We woke up this morning, literally and figuratively, to a new regime. The hillbillies have spoken. To all the self-righteous and indignant citizens who decided to sit this election out, do a write-in or vote for a nominee from one of the other parties, Donald J. Trump is our President-elect. He is the victor in the most contentious, vitriolic and misogynistic race to the White House our country has ever witnessed. Trump will assume our nation’s highest office on Friday, January 20, 2017 in Washington, D.C. The Donald’s inauguration marks the commencement of his first four-year term of as President of the United States and Mike Pence as Vice President. A big move for the reality TV community sans those stars who publicly denounced him.
One of our soon-to-be commander in chief’s early morning tweets on Wednesday, Nov. 9, following his victory, read like this: “Such a beautiful and important evening! The forgotten man and woman will never be forgotten again. We will all come together as never before”
Along with his shocking victory, where he assumed 279 electoral votes to Hillary Clinton’s 228, Republicans have control of Congress and are sure to reverse most if not all of the advancements made under the Obama administration over the past eight years. With a Senate majority of 51 compared to the Democrats’ 47 seats, and a House majority of 239 to the Democrats’ 193, we must pay attention.

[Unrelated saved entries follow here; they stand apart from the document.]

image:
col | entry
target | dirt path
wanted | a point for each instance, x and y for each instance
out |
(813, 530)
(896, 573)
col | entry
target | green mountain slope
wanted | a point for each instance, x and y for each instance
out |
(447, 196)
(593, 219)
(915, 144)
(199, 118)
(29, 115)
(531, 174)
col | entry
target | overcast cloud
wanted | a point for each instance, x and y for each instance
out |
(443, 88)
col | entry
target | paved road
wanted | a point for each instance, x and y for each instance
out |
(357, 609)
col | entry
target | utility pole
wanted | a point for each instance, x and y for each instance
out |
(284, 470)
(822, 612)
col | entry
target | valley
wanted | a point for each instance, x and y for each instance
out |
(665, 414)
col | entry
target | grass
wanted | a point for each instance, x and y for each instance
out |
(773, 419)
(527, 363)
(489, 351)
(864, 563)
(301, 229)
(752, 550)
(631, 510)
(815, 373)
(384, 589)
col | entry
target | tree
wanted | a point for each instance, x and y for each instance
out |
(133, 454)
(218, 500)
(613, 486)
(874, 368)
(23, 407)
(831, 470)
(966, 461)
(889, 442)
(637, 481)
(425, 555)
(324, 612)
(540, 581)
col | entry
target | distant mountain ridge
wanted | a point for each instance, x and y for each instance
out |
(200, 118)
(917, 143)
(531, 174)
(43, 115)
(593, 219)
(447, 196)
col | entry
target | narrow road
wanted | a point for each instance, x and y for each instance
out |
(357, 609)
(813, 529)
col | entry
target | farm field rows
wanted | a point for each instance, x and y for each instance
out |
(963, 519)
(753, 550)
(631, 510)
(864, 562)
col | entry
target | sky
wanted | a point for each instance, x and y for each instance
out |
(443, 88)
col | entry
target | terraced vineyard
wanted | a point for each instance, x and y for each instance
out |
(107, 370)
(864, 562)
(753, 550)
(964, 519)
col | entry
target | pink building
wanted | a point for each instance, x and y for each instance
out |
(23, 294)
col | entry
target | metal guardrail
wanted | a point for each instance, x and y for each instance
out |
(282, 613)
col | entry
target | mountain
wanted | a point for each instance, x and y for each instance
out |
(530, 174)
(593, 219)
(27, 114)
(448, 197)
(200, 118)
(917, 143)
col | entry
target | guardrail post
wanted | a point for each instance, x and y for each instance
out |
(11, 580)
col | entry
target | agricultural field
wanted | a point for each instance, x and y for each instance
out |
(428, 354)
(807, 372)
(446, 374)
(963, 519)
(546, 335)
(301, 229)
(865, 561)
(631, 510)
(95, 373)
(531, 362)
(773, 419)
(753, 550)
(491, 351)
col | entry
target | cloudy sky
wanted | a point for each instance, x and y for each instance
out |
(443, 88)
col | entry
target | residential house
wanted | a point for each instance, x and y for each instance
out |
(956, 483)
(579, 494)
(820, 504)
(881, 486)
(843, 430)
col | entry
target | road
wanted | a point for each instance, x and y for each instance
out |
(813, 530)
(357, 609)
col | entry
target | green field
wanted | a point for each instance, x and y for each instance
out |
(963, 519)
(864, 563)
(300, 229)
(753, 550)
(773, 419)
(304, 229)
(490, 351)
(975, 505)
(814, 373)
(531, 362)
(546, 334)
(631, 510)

There’s the vacant seat on the Supreme Court following the passing of Chief Justice Antonin Scalia. It will be filled with a Trump appointment and speculatively Justice Ruth Bader Ginsburg’s seat if she dares to retire in the next four years.
Our nation’s next Attorney General will be a Trump-appointee. This is really big for the Black and Latino community to pay attention to because s/he serves as the head of the United States Department of Justice, concerned with legal affairs, is the chief law enforcement officer and chief lawyer of the United States government. If Trump really plans to effect change for all, the “forgotten man,” mass incarceration should be on the First 100 Days’ checklist.

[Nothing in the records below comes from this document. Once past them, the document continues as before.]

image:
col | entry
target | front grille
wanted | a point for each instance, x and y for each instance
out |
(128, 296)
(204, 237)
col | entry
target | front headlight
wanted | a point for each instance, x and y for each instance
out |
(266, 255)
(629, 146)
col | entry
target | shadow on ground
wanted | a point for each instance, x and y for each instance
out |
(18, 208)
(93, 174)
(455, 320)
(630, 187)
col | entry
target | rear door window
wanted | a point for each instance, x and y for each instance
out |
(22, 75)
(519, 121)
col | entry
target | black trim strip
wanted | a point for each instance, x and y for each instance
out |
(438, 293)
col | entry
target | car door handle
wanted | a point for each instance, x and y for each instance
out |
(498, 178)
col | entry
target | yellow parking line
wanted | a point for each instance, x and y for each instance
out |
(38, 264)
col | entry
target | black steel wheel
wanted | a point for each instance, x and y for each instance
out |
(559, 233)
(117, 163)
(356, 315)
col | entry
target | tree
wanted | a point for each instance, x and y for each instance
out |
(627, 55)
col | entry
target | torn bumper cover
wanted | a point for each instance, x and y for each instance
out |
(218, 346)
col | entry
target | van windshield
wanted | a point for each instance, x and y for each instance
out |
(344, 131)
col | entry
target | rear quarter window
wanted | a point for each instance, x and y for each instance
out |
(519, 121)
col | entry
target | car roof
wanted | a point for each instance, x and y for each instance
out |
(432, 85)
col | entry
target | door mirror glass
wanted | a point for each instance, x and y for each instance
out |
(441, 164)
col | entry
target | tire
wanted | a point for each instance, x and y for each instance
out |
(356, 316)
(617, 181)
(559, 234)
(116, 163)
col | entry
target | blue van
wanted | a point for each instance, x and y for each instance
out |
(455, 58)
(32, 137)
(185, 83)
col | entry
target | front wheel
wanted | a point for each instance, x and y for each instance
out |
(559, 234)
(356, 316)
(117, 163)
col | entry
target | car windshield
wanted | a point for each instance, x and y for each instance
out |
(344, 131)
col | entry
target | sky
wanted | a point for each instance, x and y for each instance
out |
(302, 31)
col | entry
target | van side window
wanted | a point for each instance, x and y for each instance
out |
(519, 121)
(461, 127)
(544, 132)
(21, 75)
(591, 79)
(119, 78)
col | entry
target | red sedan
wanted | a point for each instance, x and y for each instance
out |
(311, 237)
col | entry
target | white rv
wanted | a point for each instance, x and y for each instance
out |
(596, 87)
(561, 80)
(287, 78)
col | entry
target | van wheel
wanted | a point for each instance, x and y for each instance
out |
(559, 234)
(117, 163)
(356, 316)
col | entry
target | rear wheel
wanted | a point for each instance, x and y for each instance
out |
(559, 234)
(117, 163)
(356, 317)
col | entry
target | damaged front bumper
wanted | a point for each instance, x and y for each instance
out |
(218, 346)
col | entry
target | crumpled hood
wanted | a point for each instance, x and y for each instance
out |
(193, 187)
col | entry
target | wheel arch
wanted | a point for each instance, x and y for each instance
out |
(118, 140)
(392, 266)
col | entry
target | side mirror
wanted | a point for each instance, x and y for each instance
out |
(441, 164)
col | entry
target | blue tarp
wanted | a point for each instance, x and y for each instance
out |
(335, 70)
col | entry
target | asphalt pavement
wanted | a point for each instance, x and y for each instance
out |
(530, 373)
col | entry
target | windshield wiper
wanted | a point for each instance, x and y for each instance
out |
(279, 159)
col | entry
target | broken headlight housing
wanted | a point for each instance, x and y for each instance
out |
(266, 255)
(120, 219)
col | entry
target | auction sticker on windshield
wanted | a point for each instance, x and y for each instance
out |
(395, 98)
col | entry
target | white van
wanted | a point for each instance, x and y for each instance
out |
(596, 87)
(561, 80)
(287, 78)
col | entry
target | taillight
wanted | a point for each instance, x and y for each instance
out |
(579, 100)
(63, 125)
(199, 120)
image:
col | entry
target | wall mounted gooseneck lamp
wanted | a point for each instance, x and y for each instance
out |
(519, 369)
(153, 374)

Should we fear the impending Trump administration? In a sense, yes. Only when fear is a motivator, a catalyst for positive change. Not in the sense where it’s paralyzing.
As NAACP national president and CEO Cornell William Brooks said in his statement to press, ” The NAACP must bluntly note that the 2016 campaign has regularized racism, standardized anti-Semitism, de-exceptionalized xenophobia and mainstreamed misogyny. Voter suppression, as the courts have declared, has too become rampant and routine.
“…we are now calling upon the next president to speak and act with the moral clarity necessary to silence the dog-whistle racial politics that have characterized recent months and have left many of our fellow citizens snarling at one another in anger and even whimpering in fear. The more than 120 million Americans who cast ballots in this election – as well as the more than 100 million more eligible voters who declined to vote – deserve no less.
“Our beauty as a country shines brighter than the ugliness of this election. It is up to all of us to reveal the beauty of who we are as a people as we yet see the possibilities of the nation we can become.”